During gas production from a coal seam, as reservoir (pore) pressure is lowered, gas molecules, such as methane, are desorbed from the matrix and travel by diffusion to the cleat (natural fracture) system where they are conveyed to producing wells. Fluid movement in coal is controlled by slow diffusion within the coal matrix and described by Darcy flow within the fracture system, which is much faster than the contribution of diffusion. A coal formation is typically treated as a fractured reservoir with respect to fluid flow; meaning that the sole contributor to the overall permeability of the reservoir is the fracture system and the contribution of diffusion through the matrix to total flow is neglected. Coalbeds are unlike other non-reactive fractured reservoirs because of their ability to adsorb (or desorb) large amounts of gas, which causes swelling (or shrinkage) of the matrix blocks.

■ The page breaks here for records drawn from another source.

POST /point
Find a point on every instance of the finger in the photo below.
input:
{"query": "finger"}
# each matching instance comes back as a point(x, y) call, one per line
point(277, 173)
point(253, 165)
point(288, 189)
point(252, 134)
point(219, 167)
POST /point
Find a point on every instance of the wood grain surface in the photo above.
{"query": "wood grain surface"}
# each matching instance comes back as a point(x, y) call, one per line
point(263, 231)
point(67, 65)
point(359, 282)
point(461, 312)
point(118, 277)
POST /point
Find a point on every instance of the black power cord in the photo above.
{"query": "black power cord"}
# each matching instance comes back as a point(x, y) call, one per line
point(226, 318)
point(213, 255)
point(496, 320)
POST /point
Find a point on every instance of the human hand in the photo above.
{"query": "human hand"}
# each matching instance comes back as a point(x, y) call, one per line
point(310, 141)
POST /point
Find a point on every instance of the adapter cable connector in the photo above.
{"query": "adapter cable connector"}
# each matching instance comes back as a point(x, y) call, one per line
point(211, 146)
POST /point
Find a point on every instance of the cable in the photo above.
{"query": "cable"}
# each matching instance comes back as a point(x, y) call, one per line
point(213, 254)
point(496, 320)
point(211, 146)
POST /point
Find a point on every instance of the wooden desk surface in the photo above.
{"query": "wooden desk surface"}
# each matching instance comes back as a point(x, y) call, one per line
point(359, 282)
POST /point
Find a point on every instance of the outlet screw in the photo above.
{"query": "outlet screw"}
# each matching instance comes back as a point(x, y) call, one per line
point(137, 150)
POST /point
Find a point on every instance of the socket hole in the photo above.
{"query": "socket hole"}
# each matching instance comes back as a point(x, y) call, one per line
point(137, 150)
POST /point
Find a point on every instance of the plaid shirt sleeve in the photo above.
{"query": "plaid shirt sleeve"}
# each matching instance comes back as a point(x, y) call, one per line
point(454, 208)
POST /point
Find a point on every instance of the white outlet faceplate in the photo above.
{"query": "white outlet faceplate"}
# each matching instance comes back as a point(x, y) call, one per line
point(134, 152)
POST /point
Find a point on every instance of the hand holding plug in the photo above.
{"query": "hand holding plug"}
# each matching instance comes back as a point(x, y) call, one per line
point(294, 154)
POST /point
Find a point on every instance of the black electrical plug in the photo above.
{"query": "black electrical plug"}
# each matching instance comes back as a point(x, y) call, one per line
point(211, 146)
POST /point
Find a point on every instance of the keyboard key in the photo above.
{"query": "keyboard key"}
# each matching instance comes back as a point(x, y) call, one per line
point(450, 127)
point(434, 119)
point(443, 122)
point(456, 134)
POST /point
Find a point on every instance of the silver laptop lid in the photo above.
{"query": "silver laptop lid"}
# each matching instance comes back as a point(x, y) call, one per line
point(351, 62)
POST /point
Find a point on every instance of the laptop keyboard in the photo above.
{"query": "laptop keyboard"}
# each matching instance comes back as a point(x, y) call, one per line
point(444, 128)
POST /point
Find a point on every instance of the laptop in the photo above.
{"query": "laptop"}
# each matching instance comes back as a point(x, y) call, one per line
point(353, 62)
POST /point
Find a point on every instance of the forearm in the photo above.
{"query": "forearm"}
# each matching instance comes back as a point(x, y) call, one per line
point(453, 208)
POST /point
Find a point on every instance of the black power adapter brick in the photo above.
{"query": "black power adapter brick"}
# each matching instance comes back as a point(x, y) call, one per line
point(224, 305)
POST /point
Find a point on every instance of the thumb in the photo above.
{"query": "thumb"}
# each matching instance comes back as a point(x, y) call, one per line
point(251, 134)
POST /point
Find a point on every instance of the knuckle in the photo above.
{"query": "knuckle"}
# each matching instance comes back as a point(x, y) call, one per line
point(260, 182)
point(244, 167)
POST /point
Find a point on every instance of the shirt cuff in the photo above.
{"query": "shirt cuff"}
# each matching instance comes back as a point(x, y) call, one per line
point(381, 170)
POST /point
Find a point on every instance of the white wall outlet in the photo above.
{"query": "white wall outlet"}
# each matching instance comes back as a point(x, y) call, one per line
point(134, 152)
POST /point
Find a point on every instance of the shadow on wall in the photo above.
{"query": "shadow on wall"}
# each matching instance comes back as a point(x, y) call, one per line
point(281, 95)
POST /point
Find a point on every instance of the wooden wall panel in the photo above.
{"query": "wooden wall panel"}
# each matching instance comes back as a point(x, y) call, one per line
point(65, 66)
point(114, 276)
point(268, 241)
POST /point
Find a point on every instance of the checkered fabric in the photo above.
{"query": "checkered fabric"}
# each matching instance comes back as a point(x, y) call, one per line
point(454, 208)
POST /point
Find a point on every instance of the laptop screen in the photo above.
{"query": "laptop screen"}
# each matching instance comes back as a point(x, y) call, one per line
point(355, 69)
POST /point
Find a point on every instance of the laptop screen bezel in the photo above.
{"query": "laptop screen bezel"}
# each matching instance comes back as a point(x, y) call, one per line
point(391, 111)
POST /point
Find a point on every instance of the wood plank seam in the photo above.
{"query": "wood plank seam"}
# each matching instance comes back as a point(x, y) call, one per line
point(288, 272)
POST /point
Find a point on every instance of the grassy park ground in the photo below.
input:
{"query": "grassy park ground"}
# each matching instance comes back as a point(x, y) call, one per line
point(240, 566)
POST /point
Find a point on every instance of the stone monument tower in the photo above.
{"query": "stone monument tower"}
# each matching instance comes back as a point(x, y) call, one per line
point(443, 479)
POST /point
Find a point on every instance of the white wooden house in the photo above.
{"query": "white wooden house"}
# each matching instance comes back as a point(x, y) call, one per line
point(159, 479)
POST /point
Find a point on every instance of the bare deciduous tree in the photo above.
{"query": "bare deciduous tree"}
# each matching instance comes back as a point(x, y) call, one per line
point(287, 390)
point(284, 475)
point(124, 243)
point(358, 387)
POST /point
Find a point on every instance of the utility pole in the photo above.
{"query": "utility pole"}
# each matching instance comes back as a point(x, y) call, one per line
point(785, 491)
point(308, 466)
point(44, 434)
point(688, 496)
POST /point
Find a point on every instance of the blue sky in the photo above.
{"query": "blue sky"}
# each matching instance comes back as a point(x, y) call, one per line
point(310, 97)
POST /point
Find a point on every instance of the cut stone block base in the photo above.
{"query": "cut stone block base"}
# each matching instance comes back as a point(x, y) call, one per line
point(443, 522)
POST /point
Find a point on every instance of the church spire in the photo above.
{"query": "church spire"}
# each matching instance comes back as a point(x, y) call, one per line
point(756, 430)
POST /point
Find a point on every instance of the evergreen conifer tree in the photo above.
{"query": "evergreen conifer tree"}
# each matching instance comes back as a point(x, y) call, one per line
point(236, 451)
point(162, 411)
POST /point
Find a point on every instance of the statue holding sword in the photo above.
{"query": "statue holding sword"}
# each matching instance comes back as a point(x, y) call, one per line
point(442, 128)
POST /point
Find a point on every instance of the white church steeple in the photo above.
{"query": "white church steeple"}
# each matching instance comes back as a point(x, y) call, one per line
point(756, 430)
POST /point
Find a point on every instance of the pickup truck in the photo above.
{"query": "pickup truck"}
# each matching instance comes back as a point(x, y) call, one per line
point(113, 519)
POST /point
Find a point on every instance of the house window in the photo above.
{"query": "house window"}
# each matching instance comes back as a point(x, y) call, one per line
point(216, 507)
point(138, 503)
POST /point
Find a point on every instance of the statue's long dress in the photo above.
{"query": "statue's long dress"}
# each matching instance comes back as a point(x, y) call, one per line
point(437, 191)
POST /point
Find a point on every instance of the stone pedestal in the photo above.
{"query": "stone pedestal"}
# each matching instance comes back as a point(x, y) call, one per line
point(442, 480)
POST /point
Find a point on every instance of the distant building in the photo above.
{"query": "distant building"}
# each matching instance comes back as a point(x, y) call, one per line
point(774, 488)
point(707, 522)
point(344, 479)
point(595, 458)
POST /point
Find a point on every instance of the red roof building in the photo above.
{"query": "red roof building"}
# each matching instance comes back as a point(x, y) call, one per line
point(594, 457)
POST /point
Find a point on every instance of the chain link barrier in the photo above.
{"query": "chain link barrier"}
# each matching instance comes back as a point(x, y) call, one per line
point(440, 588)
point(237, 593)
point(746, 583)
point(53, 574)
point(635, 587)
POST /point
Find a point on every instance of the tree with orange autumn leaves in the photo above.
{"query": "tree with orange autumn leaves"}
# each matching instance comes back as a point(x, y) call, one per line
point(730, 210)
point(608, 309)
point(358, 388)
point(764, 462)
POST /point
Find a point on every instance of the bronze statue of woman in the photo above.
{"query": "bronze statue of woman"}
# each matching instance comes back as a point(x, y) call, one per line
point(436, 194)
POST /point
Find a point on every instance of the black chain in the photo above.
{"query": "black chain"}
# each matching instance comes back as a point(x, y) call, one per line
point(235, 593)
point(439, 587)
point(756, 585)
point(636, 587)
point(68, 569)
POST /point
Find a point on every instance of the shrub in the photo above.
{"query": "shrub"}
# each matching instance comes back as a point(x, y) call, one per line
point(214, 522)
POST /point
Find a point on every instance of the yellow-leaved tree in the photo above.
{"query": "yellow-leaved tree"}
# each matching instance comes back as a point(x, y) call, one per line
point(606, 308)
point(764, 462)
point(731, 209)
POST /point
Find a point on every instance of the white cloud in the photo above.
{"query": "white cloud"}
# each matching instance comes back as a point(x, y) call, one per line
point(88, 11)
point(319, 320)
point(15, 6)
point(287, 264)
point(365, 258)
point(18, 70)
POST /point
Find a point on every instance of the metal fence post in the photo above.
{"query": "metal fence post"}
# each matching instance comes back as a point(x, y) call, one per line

Coal has the capacity to adsorb large amounts of gases because of their typically large internal surface area, which can range from 30 m2/g to 300 m2/g.[i] Some gases, such as carbon dioxide, have a higher affinity for the coal surfaces than others, such as nitrogen. Knowledge of how the adsorption or desorption of gases affects coal permeability is important not only to operations involving the production of natural gas from coal beds, but also to the design and operation of projects to sequester greenhouse gases in coal beds.[ii] Laboratory measurements of permeability using coal samples can be used to gain insight into field-scale permeability changes and to determine key coal property values necessary for field-scale simulation.
A number of permeability models derived for sorptive-elastic media such as coals have been detailed in the literature and include those proposed by: Gray in 1987, Sawyer et al. in 1990, Seidle and Huitt in 1995, Palmer and Mansoori in 1998, Pekot and Reeves in 2003, and Shi and Durucan in 2003. These models were derived to mimic field conditions and assume a matrix-block geometry described as a bundle of vertical matchsticks under a uniaxial stress regime.6,
However, in the laboratory, permeability is typically measured using hydrostatic (biaxial) core holders, which apply a single confining pressure to all external points of the core inside the holder. This is obviously different than the stress conditions encountered in the field, which are typically characterized as being under uniaxial stress. Moreover, on a bench-scale, coal matrix blocks may be better approximated by cubic instead of matchstick geometry as will be discussed later in this paper. A recent study compared the accuracy of three field-permeability models when applied to laboratory-generated, sorption-affected permeability data and found that none of the three was able to accurately match the data. A model specifically derived for laboratory coreflooding conditions would be expected to provide a more reasonable match of permeability results.
This paper describes the derivation of a new model that describes the permeability behavior of a fractured, sorptive-elastic media, such as coal, under typical laboratory conditions where common radial and axial pressures are applied to a core sample during permeability measurements. The new model can be applied to fractured rock formations where the matrix blocks do not contribute to the porosity nor to the permeability of the overall system, but where adsorption and desorption of gases by the matrix blocks cause measurable swelling and shrinkage and thus affect permeability.